Tel Aviv Diary - August 12-16, 2009 Karen Alkalay-Gut
August 12, 2009
Not much can be expected of me today - No matter what the periodontist sees in my future, my present is pretty miserable. I can't even read papers. Thank goodness all this pain and weakness is about making life more pleasant, not struggling for existence. So I have been switching back and forth from news in English and Hebrew. There's a big difference. Both of them are only partial, but the English news is so right-wing political and so focused on only a few aspects of the news that it is quite amazing. In English the only thing that is wrong with this country is the Arab population - the Fatach elections and the idea of a Jew-free Jerusalem. In Hebrew there are criticisms of Israel. Self criticism is very important, and it is one of the first things i admired in the news, but in the past years it has diminished - political criticism in particular. Stories emerge and disappear, like Barak's visit of the synagogue in East Jerusalem. Is it self-censorship? Is there a political reason for this? Don't be stupid, I hear voices calling. But the only evidence i have is the impression of growing blandness of the Hebrew news, and it is still a whole lot better than the English news. The Ethiopian National Project (ENP) is presenting an Ethiopian cultural fundraiser, Sunday August 23rd, 2009, at the International Community and Cultural Center (ICCC), 12 Emek Refaim, Jerusalem. For a taste click here. The Ethiopian community is not a flashy and/or performative culture, so the video doesn't show much, but it is rich with talent and potential.

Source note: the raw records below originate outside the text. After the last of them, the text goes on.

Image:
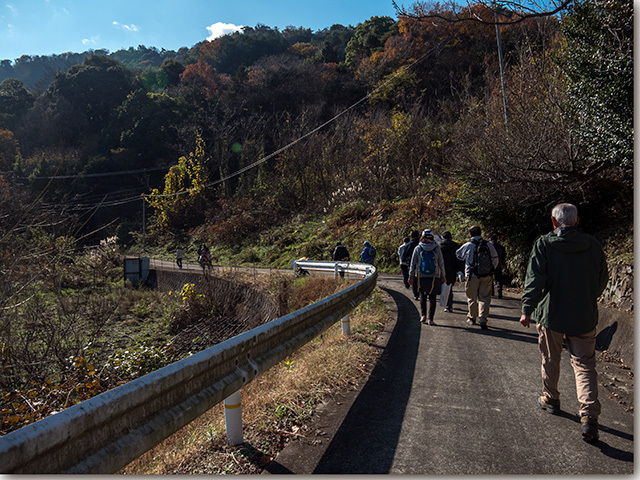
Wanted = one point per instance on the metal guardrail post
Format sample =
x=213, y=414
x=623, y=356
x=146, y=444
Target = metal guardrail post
x=233, y=417
x=108, y=431
x=346, y=325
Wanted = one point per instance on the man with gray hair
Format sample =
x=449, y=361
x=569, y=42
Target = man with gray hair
x=566, y=274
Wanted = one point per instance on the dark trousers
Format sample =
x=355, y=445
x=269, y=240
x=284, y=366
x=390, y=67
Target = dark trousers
x=497, y=276
x=405, y=274
x=450, y=298
x=429, y=289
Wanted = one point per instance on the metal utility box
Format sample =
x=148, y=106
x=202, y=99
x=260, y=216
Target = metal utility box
x=136, y=270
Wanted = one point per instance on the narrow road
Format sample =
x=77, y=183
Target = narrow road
x=453, y=399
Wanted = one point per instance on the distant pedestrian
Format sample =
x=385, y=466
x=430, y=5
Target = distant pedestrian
x=452, y=265
x=480, y=259
x=341, y=254
x=428, y=271
x=404, y=267
x=502, y=259
x=406, y=258
x=566, y=274
x=368, y=254
x=179, y=256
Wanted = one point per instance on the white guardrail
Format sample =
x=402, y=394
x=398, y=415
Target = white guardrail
x=108, y=431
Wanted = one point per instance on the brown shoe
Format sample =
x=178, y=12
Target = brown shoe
x=553, y=407
x=589, y=428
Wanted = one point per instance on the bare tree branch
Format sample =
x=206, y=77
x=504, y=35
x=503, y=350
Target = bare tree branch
x=511, y=12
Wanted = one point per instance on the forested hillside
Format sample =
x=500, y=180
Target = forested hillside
x=369, y=131
x=271, y=145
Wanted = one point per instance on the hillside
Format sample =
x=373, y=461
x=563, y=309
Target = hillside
x=270, y=144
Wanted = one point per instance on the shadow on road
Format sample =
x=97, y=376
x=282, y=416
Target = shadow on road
x=604, y=447
x=367, y=438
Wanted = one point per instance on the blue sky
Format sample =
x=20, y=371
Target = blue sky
x=45, y=27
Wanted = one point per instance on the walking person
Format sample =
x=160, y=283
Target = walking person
x=179, y=256
x=502, y=259
x=566, y=274
x=368, y=254
x=341, y=254
x=427, y=270
x=406, y=259
x=480, y=259
x=404, y=266
x=452, y=265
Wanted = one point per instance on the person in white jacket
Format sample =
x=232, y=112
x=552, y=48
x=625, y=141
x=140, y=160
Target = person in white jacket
x=479, y=282
x=427, y=269
x=404, y=267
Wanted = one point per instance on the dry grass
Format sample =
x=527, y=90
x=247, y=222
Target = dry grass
x=276, y=405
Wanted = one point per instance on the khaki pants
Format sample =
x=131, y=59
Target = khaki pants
x=478, y=292
x=583, y=360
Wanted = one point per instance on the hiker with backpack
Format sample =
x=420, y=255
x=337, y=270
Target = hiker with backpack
x=341, y=254
x=451, y=264
x=428, y=272
x=406, y=259
x=368, y=254
x=480, y=260
x=404, y=265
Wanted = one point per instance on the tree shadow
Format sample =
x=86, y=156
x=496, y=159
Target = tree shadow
x=604, y=447
x=604, y=338
x=496, y=332
x=367, y=439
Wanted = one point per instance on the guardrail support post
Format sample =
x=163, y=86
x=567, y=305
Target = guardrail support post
x=233, y=417
x=346, y=325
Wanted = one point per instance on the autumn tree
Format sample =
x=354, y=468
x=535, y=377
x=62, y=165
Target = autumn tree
x=15, y=102
x=181, y=203
x=9, y=150
x=368, y=37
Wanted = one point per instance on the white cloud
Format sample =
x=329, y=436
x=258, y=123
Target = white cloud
x=220, y=29
x=129, y=28
x=90, y=41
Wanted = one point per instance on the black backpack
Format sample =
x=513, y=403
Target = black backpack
x=482, y=264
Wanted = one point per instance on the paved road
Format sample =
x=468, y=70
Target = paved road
x=453, y=399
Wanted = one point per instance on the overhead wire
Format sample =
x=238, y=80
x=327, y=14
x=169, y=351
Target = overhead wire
x=125, y=200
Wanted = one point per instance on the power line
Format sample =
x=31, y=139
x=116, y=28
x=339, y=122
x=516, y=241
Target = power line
x=123, y=201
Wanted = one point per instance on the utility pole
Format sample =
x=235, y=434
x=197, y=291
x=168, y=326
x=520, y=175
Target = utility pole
x=144, y=227
x=504, y=92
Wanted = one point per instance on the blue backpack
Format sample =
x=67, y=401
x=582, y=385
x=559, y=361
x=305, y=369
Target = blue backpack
x=428, y=266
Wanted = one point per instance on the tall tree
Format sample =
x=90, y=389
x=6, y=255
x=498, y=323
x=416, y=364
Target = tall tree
x=598, y=61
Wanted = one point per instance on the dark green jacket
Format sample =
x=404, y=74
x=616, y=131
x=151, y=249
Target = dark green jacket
x=567, y=272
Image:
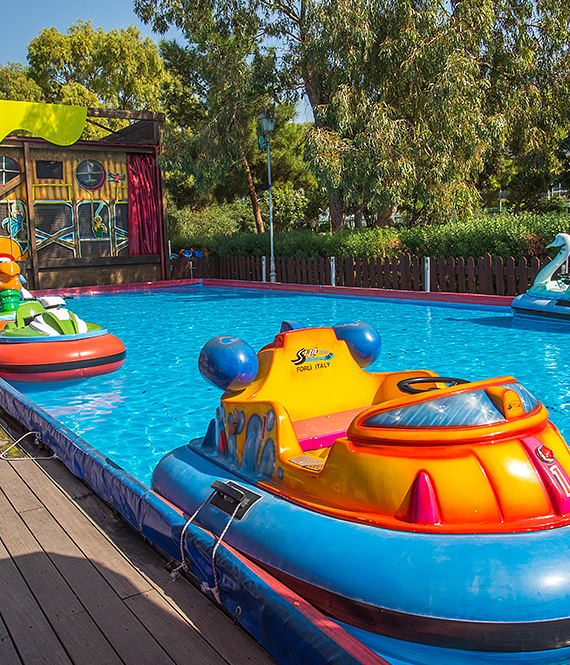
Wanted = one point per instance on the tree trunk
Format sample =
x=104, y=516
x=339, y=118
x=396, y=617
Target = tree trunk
x=253, y=196
x=315, y=97
x=336, y=211
x=358, y=213
x=387, y=215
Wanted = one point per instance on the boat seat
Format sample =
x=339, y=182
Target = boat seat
x=308, y=462
x=322, y=431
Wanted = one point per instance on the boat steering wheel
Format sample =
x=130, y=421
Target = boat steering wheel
x=407, y=385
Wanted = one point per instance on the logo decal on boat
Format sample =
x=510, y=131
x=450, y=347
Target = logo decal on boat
x=318, y=359
x=545, y=454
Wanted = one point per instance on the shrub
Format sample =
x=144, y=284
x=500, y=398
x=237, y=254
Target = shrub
x=502, y=235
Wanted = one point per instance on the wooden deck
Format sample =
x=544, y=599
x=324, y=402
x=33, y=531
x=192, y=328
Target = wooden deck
x=79, y=586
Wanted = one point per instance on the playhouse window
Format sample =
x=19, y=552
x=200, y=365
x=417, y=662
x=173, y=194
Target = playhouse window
x=9, y=169
x=90, y=174
x=51, y=170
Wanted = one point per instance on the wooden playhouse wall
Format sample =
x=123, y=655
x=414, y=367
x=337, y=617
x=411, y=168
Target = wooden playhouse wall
x=71, y=236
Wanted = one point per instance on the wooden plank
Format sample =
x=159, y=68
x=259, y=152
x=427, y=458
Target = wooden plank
x=405, y=274
x=11, y=185
x=108, y=560
x=125, y=114
x=130, y=639
x=451, y=275
x=499, y=276
x=357, y=272
x=178, y=638
x=395, y=273
x=81, y=638
x=471, y=282
x=30, y=631
x=416, y=275
x=460, y=269
x=304, y=278
x=8, y=654
x=378, y=272
x=31, y=218
x=441, y=274
x=229, y=640
x=485, y=274
x=534, y=269
x=323, y=271
x=291, y=272
x=522, y=275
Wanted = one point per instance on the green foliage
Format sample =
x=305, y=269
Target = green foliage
x=503, y=235
x=115, y=69
x=16, y=84
x=192, y=228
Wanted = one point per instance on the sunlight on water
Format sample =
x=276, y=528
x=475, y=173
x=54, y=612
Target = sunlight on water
x=158, y=401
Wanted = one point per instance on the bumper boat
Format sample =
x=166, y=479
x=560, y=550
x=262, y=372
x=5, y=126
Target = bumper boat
x=547, y=297
x=430, y=516
x=47, y=342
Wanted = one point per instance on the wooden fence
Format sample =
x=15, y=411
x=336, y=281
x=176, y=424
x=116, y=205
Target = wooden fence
x=403, y=272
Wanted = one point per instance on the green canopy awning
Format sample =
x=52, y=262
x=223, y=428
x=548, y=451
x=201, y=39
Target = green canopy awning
x=58, y=124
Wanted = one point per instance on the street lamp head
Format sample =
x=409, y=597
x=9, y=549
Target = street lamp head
x=267, y=123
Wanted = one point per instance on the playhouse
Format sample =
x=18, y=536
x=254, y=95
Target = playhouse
x=75, y=212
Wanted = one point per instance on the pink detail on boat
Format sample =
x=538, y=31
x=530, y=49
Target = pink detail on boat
x=322, y=441
x=553, y=476
x=424, y=508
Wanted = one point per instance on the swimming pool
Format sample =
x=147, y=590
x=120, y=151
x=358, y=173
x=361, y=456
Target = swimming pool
x=158, y=401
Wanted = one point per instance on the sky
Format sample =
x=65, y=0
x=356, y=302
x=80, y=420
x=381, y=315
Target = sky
x=23, y=20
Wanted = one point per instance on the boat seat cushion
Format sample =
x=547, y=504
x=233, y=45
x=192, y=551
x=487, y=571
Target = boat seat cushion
x=322, y=431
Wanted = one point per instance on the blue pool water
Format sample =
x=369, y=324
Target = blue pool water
x=158, y=401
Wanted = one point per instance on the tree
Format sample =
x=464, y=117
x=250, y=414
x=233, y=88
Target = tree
x=16, y=84
x=89, y=67
x=117, y=68
x=297, y=24
x=409, y=96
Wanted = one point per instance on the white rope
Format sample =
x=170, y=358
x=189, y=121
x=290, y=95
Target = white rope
x=216, y=589
x=184, y=566
x=37, y=442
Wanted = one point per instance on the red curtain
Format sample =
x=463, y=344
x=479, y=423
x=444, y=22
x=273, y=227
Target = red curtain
x=144, y=210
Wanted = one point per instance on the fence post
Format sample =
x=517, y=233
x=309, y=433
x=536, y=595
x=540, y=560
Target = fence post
x=427, y=273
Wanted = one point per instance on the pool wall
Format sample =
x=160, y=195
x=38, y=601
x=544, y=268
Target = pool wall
x=421, y=296
x=290, y=629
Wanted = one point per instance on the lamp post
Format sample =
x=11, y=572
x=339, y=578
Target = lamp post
x=267, y=125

August 13, 2009 Ezi's stuck in a traffic jam on the road from the airport. I am stuck in Bavli in North Tel Aviv in a traffic jam. My congestion is from a broken water main that caused the entire north of the city to be without water this evening. Ezi, however, is in a more serious jam. There is a suspected kidnapping of a soldier by a new terrorist group and they have police blocks. Suddenly I don't feel like going to see "The Hebrew Mamita" or even writing a review of the exhibit of Ben Roitman I just saw. I just want to be next to a radio. August 14, 2009 So I was wrong about the kidnapped soldier (no details but there was none) and the water main got fixed, but that adrenalin that filled me immediately was like an old and familiar relative. The feeling that at any moment something terrible can happen that can change the entire scene. This is something that I shared with an Arab friend the other day - this mutual feeling of living on the edge of danger, that can come from any direction. She shied away from agreeing with me when I said we have similar lives (which I had no right to do) but totally agreed that we have similar and antithetical fears. How can we make peace, I asked her, if both of us are so traumatized? Maybe something will happen, she said. Yes, I answered, without thinking - a bunch of Fascists will go after the Muslims and the Jews and we'll have no choice but to get together. August 15, 2009
Although I've been seeing a lot of art lately, I haven't gotten around to writing about it. You might want to look instead at this site: Maarav which is really enlightening and interesting and says much more than I could. August 16, 2009 Going over the list of murders in the past few weeks I cannot believe how quickly they are forgotten. Here we're in one of the strangest waves of killings - a father smothers his daughter to get back at his wife, a mother and daughter barely escape danger as their man is murdered, two people in a gay center are shot to death and the others are battered physically and emotionally. Perhaps there is no real connection between any of these incidents, or the body parts found in the burning garbage can and the Alexander river, but the anger involved in all these murders is one. The sense that violence is the only alternative is the thread.